QuitAdvisorOB: A tool for delivering smoking cessation guidance to pregnant women

Period of Performance: 09/01/2012 - 08/31/2013

$210K

Phase 1 STTR

Recipient Firm

Health Decision Technologies, LLC
Sheboygan, WI 53081
Principal Investigator
Principal Investigator

Abstract

DESCRIPTION (provided by applicant): The long-term objective of this project is to provide a smoking-cessation intervention tool for health care providers in prenatal settings. Smoking during pregnancy is a significant public health issue. The prevalence of smoking in women of child-bearing age generally ranges between 17 and 35 percent worldwide, and is heavily influenced by maternal age, ethnicity, education, and socioeconomic level.
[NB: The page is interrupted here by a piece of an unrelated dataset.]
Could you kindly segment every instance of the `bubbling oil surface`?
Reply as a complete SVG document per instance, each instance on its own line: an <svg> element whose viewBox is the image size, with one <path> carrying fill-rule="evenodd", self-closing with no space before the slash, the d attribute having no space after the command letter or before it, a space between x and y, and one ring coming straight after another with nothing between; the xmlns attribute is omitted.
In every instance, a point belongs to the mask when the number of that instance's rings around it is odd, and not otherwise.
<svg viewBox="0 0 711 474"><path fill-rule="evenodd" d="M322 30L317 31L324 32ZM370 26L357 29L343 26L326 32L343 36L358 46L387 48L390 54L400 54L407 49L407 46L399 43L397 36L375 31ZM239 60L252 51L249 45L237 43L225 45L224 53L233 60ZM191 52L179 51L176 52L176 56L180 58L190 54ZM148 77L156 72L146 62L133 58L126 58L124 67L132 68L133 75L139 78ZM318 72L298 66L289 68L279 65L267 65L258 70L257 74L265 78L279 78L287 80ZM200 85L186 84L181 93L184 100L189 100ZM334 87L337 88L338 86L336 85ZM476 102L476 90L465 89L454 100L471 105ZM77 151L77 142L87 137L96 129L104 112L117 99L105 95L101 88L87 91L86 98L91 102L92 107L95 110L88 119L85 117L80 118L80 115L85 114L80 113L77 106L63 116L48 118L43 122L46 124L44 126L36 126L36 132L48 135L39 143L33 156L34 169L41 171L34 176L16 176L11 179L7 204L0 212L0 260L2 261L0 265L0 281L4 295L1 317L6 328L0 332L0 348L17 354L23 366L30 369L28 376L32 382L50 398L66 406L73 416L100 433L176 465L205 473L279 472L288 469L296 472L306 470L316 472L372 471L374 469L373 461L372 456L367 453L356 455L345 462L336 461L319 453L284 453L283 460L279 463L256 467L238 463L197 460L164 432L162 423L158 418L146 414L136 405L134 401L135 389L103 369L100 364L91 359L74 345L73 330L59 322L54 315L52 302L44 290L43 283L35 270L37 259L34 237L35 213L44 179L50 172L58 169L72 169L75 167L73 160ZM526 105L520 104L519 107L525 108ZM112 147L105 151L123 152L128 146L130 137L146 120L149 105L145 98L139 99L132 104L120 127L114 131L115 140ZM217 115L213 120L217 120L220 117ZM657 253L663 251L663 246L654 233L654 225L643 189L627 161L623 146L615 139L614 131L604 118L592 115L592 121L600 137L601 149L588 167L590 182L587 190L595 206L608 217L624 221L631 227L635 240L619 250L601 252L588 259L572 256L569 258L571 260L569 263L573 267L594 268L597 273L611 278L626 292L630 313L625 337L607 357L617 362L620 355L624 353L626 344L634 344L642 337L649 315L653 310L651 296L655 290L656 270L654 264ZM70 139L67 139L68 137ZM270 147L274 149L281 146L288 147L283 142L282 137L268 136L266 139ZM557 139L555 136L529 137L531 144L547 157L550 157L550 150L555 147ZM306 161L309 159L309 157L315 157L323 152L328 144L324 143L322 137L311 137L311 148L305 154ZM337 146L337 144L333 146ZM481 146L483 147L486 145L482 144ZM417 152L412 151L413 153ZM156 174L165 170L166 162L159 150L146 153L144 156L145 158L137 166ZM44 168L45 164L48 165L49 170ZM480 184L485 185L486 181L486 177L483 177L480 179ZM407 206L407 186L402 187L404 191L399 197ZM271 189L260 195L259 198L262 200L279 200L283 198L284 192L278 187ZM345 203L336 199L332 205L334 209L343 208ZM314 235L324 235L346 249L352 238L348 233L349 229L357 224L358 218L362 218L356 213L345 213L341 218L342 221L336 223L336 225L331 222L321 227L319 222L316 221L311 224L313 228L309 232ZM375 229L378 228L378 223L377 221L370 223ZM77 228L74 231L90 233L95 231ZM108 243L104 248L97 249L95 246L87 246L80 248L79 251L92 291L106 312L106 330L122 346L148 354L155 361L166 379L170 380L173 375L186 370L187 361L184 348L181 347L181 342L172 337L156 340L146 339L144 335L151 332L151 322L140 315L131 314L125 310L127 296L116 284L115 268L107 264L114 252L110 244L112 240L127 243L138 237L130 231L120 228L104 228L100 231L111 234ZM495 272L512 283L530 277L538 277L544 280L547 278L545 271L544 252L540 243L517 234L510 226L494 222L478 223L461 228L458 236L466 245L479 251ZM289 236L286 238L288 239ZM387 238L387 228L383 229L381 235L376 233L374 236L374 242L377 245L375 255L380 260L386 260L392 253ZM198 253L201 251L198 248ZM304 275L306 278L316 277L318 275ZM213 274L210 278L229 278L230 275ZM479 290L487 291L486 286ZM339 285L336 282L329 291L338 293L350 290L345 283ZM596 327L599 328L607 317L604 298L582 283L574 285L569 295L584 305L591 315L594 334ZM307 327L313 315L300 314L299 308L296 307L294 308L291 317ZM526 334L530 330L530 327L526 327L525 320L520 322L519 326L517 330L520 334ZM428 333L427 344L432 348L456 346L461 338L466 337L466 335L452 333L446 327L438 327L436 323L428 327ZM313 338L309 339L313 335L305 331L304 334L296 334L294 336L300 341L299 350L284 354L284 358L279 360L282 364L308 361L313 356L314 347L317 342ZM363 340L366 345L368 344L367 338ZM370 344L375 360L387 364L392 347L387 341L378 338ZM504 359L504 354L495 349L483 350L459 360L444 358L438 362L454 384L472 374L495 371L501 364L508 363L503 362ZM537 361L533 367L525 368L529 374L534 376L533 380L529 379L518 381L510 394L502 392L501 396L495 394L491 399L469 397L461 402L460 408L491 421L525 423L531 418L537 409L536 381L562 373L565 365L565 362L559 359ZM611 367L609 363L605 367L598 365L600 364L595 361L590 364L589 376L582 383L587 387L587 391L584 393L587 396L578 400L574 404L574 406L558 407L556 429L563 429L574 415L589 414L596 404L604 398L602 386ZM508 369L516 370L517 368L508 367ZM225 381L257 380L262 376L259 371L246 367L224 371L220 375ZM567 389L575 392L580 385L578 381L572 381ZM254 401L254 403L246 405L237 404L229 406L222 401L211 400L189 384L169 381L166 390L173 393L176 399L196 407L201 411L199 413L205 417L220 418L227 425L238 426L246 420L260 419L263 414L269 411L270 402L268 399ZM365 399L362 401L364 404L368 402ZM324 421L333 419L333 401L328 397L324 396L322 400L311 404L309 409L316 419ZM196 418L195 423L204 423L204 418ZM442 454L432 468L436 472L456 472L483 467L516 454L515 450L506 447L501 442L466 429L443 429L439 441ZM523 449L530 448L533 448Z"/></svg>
Smoking while pregnant has been linked to several serious health effects in infants, including impaired lung function, low birth-weight, and preterm birth. Clearly, interventions to prevent smoking during pregnancy have enormous public health importance, but existing interventions have achieved sub-optimal outcomes. This application proposes development of QuitAdvisorOB, an interactive, web-distributable, clinical decision support software application for computers or mobile devices. Based on proven patient-centered counseling techniques such as Motivational Interviewing, the 5 A's (ask, advise, assess, assist, and arrange), and Stages of Change, QuitAdvisorOB will assist prenatal care givers in providing patient-tailored smoking cessation counseling, while facilitating provider adherence to evidence- based practice guidelines. During Phase I, we will develop content and mock-ups of the proposed tool, create a web-based functioning prototype, and subject it to formal usability testing in OB/GYN physicians and nurses, and a pilot study evaluating the prototype's effect on the patients'progression along the stages-of-change continuum. PUBLIC HEALTH RELEVANCE: This research effort will impact public health by developing a health-care provider tool that aids in smoking-cessation counseling in pregnant women. Reducing smoking in pregnant women has significant health benefits for infants and children.